If you're having trouble relating to your colleagues, some objective self-analysis may reveal that you have a similar problem in your relationships with your spouse or children. In particular, says Annmarie Neal, a senior consultant in the Denver office of management consulting firm RHR International, how you control your children may mirror how you exert control over your employees. Because behavior tends to be consistent across settings, Neal says paying attention to how you function both at and away from work can help you uncover problems and even help you become a better boss.

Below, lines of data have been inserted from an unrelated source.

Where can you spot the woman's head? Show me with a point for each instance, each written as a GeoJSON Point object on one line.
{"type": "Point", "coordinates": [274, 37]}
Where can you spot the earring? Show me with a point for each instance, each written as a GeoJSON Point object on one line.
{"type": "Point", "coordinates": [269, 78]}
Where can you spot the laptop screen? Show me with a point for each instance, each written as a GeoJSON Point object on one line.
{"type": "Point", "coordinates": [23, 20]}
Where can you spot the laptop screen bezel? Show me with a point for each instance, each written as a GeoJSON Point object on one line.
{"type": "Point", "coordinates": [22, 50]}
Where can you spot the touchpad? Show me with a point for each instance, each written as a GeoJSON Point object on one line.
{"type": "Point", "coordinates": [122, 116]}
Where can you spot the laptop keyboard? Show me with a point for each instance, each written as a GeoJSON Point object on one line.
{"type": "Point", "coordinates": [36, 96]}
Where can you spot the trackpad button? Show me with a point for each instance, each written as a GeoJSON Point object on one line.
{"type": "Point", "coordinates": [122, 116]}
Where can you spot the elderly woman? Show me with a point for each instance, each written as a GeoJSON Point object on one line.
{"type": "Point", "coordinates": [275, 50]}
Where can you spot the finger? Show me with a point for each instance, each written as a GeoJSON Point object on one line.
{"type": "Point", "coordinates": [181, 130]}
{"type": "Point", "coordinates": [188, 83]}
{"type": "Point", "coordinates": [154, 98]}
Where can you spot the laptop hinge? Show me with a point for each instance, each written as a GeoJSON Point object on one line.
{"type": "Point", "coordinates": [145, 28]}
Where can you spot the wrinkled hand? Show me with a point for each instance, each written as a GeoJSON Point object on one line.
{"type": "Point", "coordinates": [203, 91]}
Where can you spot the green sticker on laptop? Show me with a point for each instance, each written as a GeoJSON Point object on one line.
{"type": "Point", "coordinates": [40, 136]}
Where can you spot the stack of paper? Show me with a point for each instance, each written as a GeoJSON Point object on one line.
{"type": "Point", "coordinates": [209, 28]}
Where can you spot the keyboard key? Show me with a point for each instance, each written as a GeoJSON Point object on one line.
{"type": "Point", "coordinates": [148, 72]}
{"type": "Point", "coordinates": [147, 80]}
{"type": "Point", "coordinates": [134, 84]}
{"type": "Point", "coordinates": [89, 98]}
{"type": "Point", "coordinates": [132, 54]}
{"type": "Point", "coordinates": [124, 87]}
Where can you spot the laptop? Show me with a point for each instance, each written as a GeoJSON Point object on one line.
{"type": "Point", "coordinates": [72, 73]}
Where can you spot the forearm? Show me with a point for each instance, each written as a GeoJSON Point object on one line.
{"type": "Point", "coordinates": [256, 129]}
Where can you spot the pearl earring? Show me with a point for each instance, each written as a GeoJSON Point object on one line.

"The closer the family dynamics are to the business, the more important it is to pay attention to those issues," Neal says. "In a large company, the boundaries are a lot clearer because the processes and structures of the business keep those boundaries intact. In smaller organizations, family dynamics inevitably emerge because we're not clear on our business boundaries."
Neal suggests using the following questions to identify your strengths and potential problem areas. In addition to answering the questions yourself, solicit feedback from your family members and co-workers.

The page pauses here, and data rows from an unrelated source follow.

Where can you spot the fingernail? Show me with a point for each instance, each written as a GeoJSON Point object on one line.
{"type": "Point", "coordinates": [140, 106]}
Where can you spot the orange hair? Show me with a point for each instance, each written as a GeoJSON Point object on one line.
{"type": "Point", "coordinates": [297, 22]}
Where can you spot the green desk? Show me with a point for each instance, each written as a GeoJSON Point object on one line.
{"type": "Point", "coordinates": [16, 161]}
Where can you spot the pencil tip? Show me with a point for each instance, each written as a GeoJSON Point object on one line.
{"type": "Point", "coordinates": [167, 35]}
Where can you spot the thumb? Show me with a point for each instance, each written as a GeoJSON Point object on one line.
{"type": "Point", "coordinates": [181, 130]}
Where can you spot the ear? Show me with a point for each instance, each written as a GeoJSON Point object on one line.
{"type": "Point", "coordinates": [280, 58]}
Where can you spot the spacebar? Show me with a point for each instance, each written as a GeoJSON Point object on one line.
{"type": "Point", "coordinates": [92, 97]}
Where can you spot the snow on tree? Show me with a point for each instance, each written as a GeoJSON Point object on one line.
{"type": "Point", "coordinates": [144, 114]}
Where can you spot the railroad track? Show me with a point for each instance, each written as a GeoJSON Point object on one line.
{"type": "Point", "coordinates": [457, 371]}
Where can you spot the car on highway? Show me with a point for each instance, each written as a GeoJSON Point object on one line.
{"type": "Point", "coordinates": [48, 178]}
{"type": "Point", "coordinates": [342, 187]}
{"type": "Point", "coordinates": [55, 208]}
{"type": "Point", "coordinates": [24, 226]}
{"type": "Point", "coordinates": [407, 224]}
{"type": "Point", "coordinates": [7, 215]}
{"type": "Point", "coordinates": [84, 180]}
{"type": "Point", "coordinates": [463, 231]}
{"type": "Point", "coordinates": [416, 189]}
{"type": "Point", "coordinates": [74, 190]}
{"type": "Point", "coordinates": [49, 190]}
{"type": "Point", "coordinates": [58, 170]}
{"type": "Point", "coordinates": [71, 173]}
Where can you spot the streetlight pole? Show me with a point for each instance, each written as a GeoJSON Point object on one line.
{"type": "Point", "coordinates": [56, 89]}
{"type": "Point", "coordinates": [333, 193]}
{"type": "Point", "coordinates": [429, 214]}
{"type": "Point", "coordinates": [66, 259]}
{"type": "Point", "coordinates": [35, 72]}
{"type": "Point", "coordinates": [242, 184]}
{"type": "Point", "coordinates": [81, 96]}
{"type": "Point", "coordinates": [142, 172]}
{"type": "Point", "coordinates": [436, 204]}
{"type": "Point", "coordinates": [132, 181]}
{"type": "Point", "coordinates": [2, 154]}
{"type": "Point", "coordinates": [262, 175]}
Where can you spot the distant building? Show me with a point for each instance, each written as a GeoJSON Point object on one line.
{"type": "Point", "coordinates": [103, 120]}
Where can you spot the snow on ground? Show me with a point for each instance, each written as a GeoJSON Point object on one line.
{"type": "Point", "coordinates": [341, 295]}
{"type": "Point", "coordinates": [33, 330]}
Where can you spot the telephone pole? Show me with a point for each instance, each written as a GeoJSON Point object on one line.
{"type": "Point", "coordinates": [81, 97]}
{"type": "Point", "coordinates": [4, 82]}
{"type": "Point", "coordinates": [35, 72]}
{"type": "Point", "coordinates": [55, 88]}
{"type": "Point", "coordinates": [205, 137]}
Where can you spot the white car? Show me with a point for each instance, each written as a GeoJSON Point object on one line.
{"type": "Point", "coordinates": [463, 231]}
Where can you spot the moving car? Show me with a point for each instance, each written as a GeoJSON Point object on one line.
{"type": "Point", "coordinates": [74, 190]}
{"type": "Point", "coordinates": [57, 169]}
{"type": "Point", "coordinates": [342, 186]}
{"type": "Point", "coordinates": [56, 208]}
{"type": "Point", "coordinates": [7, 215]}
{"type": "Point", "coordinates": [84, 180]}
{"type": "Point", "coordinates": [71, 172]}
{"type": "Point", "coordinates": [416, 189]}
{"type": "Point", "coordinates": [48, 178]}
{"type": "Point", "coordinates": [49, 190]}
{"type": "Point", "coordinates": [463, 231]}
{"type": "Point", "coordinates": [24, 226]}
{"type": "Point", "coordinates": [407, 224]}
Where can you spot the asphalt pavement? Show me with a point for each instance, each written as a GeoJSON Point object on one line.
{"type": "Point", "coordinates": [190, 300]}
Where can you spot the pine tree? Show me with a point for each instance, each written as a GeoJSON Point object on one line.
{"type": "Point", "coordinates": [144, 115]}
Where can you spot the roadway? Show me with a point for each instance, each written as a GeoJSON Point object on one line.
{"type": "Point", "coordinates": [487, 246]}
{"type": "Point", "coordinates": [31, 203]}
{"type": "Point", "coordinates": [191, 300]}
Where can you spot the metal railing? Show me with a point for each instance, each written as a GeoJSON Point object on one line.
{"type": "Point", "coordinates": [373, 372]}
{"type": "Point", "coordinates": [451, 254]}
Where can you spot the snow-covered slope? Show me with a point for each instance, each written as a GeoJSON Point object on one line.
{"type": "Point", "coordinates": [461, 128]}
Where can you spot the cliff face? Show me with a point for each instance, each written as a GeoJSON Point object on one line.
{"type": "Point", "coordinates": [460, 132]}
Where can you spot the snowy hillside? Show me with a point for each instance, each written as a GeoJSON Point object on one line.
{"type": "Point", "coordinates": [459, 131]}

- How is your management style similar to and different from your parenting style?
- How are your work relationships similar to and different from your sibling relationships?
- How is the role you play in your family similar to and different from roles you play in peer groups at work?
- Do your bad habits play themselves out at work as well as at home?
- Do you react toward people at work in ways you don't understand? If so, do these people remind you of any family members?
Often, the process of identifying and articulating a problem will also provide the solution. If it doesn't, you may want to consider seeing a counselor with expertise in workplace issues. If your actions don't seem to be doing much good in either environment, start practicing new behaviors at home, where you likely feel safer; when you're ready, you can transfer them to your workplace.